A sua morte aos 106 anos, uma longa marcha de um guerreiro que queria conquistar o tempo, deixou um vazio que será difícil de ocupar no frágil mundo do cinema português, onde sobram autores e falta uma indústria. Ele, afinal, era a ponte entre dois mundos políticos (nasceu na Monarquia, em 1908) e cinematográficos ("Douro – Fauna Fluvial" era do tempo dos filmes mudos e a preto e branco). Não há outro referente assim. Um criador que parecia ser imortal.

Agustina Bessa-Luís, a grande escritora, que tantas vezes Manoel de Oliveira adaptou para cinema ("Francisca", Party" ou "O Convento", por exemplo), escreveu um dia: "Fim – o que resta é sempre o princípio feliz de alguma coisa". Ao longo dos anos o cineasta libertou-se do fim previsto para qualquer ser humano e criou uma vida sustentada em filmes que sobrevirão ao tempo.

Antes de falecer tinha, é claro, muitos projectos para concretizar. Ainda recentemente o seu 106º aniversário serviu para mostrar o seu último trabalho, a curta-metragem "O Velho do Restelo". Mas a sua convivência com Portugal nunca foi fácil: mais facilmente foi reconhecido lá fora do que aqui. Os seus filmes eram acusados de demasiado devotos da calma que não vendia nestes tempos em que as cenas têm de se suceder a um ritmo que tire o fôlego a todos os espectadores.

Mas Manoel de Oliveira persistiu. O que nunca serviu para uma reconciliação com o "establishment" nacional. Ainda há cerca de um ano ele dizia à revista "Cahiers du Cinema" que "em Portugal há uma grande indiferença pelo que já realizei". Nada de novo. E aí voltamos a "Douro – Faina Fluvial". Quando foi estreado em 1931 no Congresso Internacional de Críticos de Cinema, em Lisboa, parte da audiência portuguesa vaiou o filme, para espanto do autor Luigi Pirandello, que o tinha adorado. Nada mudou desde então: Manoel de Oliveira era tolerado, mas não saudado.

Só que, mostrando a solidez das suas convicções, ele continuou a filmar. Com orçamentos sonantes. Com bons actores estrangeiros.

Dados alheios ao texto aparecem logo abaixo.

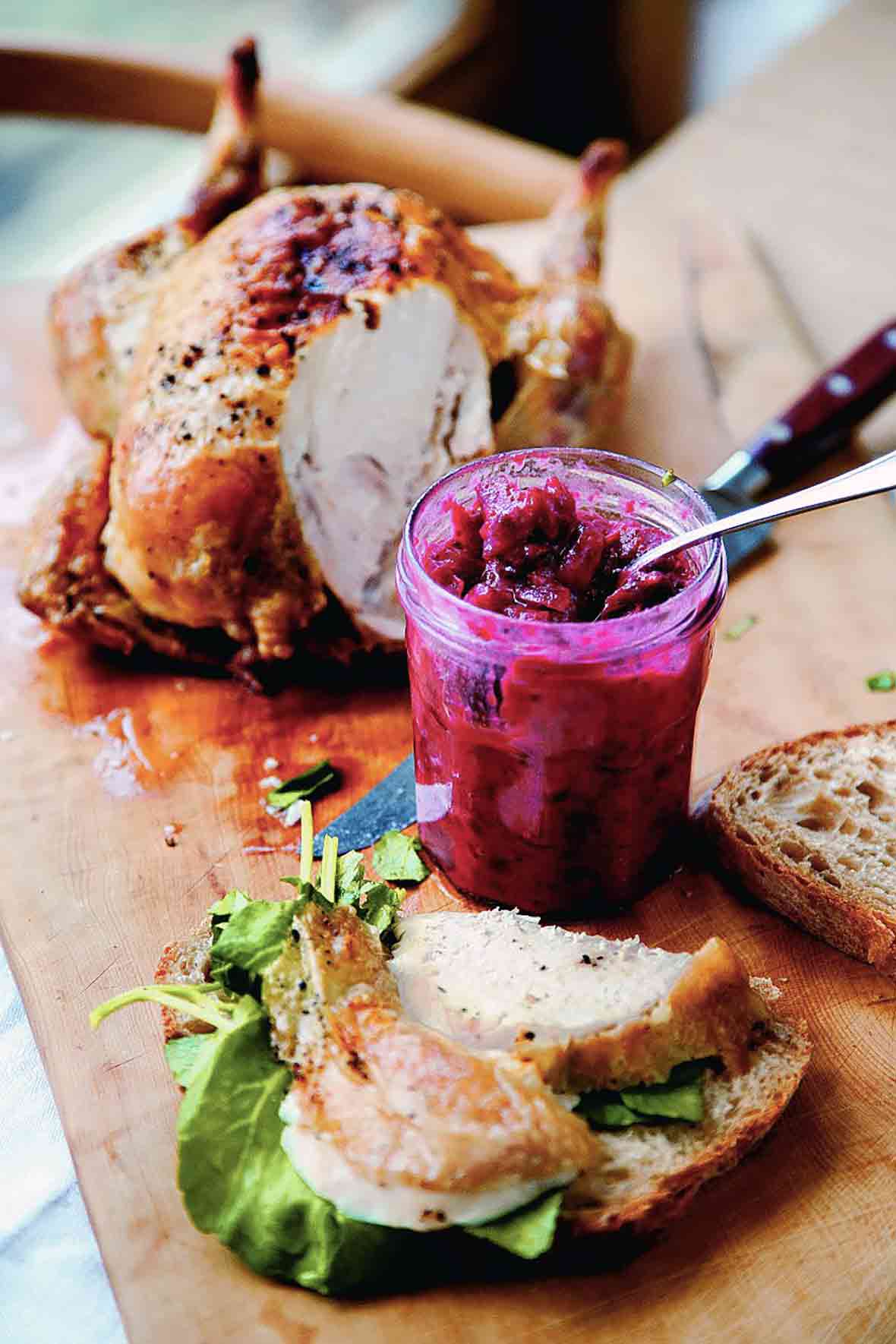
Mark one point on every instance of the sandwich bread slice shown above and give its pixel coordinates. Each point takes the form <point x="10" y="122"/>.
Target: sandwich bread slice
<point x="810" y="828"/>
<point x="354" y="1080"/>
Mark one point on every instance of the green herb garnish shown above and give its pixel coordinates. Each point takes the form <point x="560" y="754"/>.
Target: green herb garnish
<point x="398" y="858"/>
<point x="314" y="781"/>
<point x="739" y="628"/>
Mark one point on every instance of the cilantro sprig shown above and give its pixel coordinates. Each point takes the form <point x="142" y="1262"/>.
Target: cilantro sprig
<point x="314" y="783"/>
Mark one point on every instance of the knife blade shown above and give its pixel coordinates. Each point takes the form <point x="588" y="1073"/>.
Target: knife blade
<point x="754" y="351"/>
<point x="808" y="431"/>
<point x="390" y="806"/>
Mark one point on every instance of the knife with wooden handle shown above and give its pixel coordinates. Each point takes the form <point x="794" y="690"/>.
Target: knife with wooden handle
<point x="758" y="359"/>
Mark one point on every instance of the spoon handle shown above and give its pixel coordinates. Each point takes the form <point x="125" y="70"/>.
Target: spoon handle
<point x="871" y="479"/>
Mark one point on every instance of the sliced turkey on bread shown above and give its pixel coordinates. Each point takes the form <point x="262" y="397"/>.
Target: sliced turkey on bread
<point x="587" y="1011"/>
<point x="639" y="1178"/>
<point x="810" y="828"/>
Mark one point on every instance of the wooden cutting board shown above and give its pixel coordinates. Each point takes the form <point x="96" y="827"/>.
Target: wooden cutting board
<point x="99" y="759"/>
<point x="800" y="1242"/>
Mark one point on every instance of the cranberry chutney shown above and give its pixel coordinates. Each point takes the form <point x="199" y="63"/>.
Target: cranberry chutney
<point x="554" y="691"/>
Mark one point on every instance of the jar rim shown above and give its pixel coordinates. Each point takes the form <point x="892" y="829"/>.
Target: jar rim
<point x="680" y="614"/>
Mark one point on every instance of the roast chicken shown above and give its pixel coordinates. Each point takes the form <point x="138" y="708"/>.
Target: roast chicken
<point x="265" y="386"/>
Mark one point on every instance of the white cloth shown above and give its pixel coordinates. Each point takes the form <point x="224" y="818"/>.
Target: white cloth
<point x="52" y="1282"/>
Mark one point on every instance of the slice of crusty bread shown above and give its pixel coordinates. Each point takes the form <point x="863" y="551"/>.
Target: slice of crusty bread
<point x="810" y="828"/>
<point x="655" y="1171"/>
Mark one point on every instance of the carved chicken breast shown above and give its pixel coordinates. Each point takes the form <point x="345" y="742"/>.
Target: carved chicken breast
<point x="391" y="1122"/>
<point x="269" y="390"/>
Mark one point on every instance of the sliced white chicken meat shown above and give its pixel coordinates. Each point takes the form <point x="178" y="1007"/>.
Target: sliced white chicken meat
<point x="391" y="1122"/>
<point x="586" y="1011"/>
<point x="370" y="424"/>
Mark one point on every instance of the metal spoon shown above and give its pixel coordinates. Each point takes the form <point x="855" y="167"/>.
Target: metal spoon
<point x="872" y="479"/>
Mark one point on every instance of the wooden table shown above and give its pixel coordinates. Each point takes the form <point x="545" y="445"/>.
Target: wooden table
<point x="797" y="1245"/>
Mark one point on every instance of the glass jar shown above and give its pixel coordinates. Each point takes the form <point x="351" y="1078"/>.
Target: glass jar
<point x="554" y="759"/>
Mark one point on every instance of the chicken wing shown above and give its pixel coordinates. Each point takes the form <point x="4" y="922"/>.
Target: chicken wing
<point x="573" y="361"/>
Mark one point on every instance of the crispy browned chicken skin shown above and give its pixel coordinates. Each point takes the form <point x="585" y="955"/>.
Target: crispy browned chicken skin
<point x="263" y="394"/>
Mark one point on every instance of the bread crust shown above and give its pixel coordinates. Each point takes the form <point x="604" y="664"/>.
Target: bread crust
<point x="594" y="1204"/>
<point x="709" y="1011"/>
<point x="826" y="911"/>
<point x="784" y="1052"/>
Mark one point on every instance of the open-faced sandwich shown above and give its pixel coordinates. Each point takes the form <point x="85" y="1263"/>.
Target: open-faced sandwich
<point x="356" y="1081"/>
<point x="267" y="385"/>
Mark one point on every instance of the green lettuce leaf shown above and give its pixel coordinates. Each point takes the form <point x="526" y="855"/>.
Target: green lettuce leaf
<point x="398" y="858"/>
<point x="527" y="1232"/>
<point x="239" y="1186"/>
<point x="378" y="906"/>
<point x="606" y="1110"/>
<point x="186" y="1054"/>
<point x="251" y="939"/>
<point x="227" y="906"/>
<point x="679" y="1098"/>
<point x="349" y="876"/>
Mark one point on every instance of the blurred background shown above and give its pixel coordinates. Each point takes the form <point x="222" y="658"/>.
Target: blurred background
<point x="558" y="74"/>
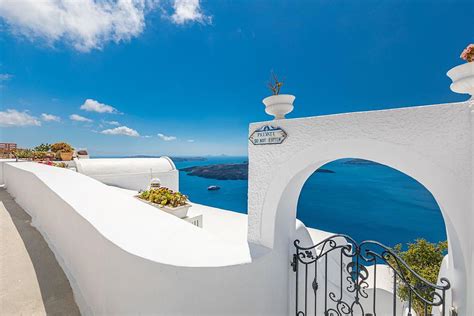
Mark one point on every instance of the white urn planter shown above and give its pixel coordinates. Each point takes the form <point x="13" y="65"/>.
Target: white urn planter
<point x="279" y="105"/>
<point x="463" y="79"/>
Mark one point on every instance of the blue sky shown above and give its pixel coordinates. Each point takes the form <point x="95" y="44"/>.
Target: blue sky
<point x="184" y="77"/>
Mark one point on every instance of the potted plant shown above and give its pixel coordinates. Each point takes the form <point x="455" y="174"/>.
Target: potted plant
<point x="63" y="150"/>
<point x="167" y="200"/>
<point x="278" y="104"/>
<point x="23" y="154"/>
<point x="463" y="75"/>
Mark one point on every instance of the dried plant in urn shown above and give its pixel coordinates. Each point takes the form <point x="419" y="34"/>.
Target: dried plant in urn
<point x="278" y="104"/>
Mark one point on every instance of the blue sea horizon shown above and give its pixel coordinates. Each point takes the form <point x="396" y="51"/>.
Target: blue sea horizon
<point x="364" y="201"/>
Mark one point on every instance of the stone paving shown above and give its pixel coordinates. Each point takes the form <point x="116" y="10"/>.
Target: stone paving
<point x="31" y="280"/>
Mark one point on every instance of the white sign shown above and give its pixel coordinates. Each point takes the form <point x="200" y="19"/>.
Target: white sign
<point x="268" y="135"/>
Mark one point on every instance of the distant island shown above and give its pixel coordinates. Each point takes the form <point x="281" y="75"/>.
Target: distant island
<point x="234" y="171"/>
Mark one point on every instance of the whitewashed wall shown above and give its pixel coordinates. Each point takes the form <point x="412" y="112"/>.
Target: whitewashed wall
<point x="432" y="144"/>
<point x="130" y="173"/>
<point x="123" y="257"/>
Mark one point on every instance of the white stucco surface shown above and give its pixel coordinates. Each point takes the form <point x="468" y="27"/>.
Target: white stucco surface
<point x="130" y="173"/>
<point x="123" y="256"/>
<point x="432" y="144"/>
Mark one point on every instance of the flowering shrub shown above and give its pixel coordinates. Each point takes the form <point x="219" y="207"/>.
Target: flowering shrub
<point x="62" y="147"/>
<point x="164" y="197"/>
<point x="468" y="53"/>
<point x="53" y="164"/>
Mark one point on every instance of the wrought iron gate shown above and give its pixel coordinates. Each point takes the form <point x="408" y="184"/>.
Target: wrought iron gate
<point x="339" y="276"/>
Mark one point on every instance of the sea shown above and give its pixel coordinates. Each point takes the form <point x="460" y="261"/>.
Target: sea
<point x="366" y="201"/>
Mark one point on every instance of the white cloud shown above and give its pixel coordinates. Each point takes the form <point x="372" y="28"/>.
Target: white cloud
<point x="166" y="138"/>
<point x="188" y="11"/>
<point x="115" y="123"/>
<point x="83" y="24"/>
<point x="50" y="117"/>
<point x="95" y="106"/>
<point x="78" y="118"/>
<point x="5" y="77"/>
<point x="121" y="130"/>
<point x="11" y="118"/>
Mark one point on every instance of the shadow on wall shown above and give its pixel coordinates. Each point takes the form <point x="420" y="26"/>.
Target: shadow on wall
<point x="55" y="289"/>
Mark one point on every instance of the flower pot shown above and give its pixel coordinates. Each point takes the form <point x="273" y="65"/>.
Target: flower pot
<point x="463" y="79"/>
<point x="65" y="156"/>
<point x="279" y="105"/>
<point x="180" y="211"/>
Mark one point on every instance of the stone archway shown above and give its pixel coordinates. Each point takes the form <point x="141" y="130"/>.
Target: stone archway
<point x="418" y="146"/>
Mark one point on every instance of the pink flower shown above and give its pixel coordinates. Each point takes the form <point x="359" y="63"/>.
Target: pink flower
<point x="468" y="53"/>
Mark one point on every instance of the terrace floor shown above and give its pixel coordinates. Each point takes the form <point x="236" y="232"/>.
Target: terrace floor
<point x="31" y="280"/>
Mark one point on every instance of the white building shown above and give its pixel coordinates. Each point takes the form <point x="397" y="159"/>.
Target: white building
<point x="123" y="256"/>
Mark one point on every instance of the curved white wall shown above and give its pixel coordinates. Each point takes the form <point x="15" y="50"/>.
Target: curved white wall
<point x="130" y="173"/>
<point x="432" y="144"/>
<point x="123" y="256"/>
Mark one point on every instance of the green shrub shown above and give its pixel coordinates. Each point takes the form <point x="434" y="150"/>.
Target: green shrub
<point x="425" y="259"/>
<point x="23" y="153"/>
<point x="43" y="147"/>
<point x="164" y="197"/>
<point x="61" y="147"/>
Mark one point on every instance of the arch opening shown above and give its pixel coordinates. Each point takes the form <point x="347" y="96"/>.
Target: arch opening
<point x="370" y="201"/>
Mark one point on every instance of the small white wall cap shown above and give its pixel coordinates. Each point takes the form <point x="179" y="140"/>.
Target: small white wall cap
<point x="463" y="78"/>
<point x="105" y="166"/>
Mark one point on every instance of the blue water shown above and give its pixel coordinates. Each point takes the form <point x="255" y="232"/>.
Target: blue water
<point x="364" y="201"/>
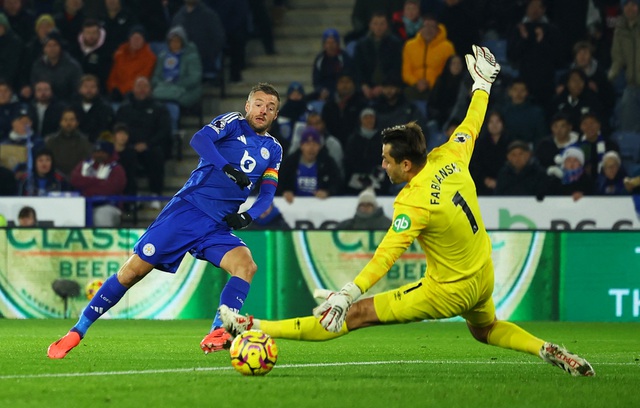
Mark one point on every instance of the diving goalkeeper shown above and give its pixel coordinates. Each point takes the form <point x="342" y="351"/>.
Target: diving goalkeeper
<point x="439" y="207"/>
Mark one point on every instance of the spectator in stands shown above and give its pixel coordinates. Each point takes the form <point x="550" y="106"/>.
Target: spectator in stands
<point x="369" y="215"/>
<point x="521" y="175"/>
<point x="69" y="20"/>
<point x="523" y="119"/>
<point x="576" y="99"/>
<point x="94" y="113"/>
<point x="363" y="167"/>
<point x="27" y="217"/>
<point x="329" y="142"/>
<point x="20" y="19"/>
<point x="21" y="133"/>
<point x="489" y="154"/>
<point x="293" y="111"/>
<point x="536" y="48"/>
<point x="131" y="60"/>
<point x="310" y="171"/>
<point x="8" y="106"/>
<point x="362" y="12"/>
<point x="69" y="145"/>
<point x="329" y="64"/>
<point x="236" y="18"/>
<point x="392" y="107"/>
<point x="206" y="30"/>
<point x="44" y="179"/>
<point x="177" y="77"/>
<point x="127" y="157"/>
<point x="341" y="113"/>
<point x="424" y="58"/>
<point x="593" y="143"/>
<point x="569" y="178"/>
<point x="92" y="54"/>
<point x="8" y="184"/>
<point x="377" y="56"/>
<point x="444" y="95"/>
<point x="270" y="219"/>
<point x="58" y="68"/>
<point x="33" y="50"/>
<point x="461" y="20"/>
<point x="46" y="110"/>
<point x="597" y="81"/>
<point x="118" y="22"/>
<point x="610" y="180"/>
<point x="11" y="50"/>
<point x="150" y="133"/>
<point x="157" y="16"/>
<point x="101" y="175"/>
<point x="624" y="56"/>
<point x="407" y="22"/>
<point x="562" y="136"/>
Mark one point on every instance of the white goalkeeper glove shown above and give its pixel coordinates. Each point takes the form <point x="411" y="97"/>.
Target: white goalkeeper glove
<point x="333" y="311"/>
<point x="483" y="68"/>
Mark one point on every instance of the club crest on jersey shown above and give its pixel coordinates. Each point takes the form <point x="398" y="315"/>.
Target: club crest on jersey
<point x="401" y="223"/>
<point x="461" y="137"/>
<point x="149" y="249"/>
<point x="218" y="125"/>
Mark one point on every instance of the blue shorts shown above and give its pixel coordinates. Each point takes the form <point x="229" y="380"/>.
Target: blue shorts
<point x="180" y="228"/>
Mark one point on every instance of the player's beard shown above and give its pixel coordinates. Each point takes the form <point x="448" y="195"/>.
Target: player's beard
<point x="258" y="127"/>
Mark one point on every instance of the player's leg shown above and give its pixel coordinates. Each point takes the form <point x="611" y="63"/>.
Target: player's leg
<point x="239" y="263"/>
<point x="109" y="294"/>
<point x="483" y="325"/>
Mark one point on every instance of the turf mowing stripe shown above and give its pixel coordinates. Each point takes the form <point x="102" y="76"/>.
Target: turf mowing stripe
<point x="195" y="369"/>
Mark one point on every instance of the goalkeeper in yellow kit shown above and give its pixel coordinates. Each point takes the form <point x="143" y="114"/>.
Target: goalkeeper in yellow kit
<point x="438" y="207"/>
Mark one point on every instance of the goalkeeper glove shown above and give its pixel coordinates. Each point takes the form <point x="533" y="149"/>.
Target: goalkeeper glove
<point x="237" y="176"/>
<point x="238" y="221"/>
<point x="483" y="68"/>
<point x="333" y="312"/>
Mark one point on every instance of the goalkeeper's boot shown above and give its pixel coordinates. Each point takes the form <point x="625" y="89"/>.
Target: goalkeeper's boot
<point x="219" y="339"/>
<point x="60" y="348"/>
<point x="566" y="360"/>
<point x="235" y="323"/>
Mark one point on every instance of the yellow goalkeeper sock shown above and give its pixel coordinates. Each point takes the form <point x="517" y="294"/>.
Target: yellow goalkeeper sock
<point x="299" y="328"/>
<point x="508" y="335"/>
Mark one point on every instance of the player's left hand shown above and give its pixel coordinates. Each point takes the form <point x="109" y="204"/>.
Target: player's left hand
<point x="332" y="313"/>
<point x="483" y="68"/>
<point x="238" y="221"/>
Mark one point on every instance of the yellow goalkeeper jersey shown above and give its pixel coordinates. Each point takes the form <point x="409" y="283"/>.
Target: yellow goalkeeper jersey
<point x="439" y="207"/>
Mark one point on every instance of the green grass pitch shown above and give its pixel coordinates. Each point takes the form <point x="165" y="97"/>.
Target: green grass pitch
<point x="436" y="364"/>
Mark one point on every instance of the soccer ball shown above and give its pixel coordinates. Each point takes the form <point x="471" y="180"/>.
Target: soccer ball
<point x="253" y="353"/>
<point x="92" y="288"/>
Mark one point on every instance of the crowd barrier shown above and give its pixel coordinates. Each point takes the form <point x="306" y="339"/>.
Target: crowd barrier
<point x="540" y="275"/>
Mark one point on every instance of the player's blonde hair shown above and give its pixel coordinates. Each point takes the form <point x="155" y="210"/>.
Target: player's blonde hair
<point x="266" y="88"/>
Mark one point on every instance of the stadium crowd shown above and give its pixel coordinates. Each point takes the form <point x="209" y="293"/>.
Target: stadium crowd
<point x="95" y="90"/>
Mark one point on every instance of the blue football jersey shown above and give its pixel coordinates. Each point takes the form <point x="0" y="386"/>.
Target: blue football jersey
<point x="208" y="187"/>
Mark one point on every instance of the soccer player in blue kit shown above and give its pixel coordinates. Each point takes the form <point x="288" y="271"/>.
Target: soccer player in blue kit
<point x="236" y="153"/>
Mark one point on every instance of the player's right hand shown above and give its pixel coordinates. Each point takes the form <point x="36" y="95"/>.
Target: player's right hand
<point x="237" y="176"/>
<point x="332" y="313"/>
<point x="483" y="68"/>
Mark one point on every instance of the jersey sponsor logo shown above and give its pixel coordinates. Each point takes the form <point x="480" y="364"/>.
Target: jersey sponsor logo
<point x="401" y="223"/>
<point x="149" y="249"/>
<point x="461" y="137"/>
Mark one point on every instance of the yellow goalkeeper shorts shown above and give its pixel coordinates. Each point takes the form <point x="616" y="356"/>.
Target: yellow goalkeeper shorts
<point x="427" y="299"/>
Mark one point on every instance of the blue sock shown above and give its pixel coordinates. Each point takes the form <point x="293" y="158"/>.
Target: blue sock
<point x="108" y="295"/>
<point x="233" y="295"/>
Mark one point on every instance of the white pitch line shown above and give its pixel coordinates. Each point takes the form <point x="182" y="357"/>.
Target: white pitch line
<point x="281" y="366"/>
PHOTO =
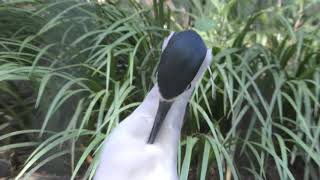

O seu filme póstumo, "Visita ou Memória e Confissões", filmado em 1982, e que é muito autobiográfico, poderá só agora ser visto, por vontade do realizador.

Talvez no fundo tudo se reconduza, entre a calma e a velocidade, a um simples jogo, a um pequeno piscar maroto para o espectador, que nas brincadeiras de crianças de "Aniki-Bobó" permitem perceber quem é o polícia e quem é o ladrão: "Aniki-bébé / Aniki-bóbó / Passarinho Tótó / Berimbau, Cavaquinho / Salomão, Sacristão / Tu és Polícia, Tu és Ladrão". O cinema é isto: um jogo de luzes e sombras. Agora foi o tempo do eclipse lunar. A câmara de filmar de Manoel de Oliveira deixou de registar a luz.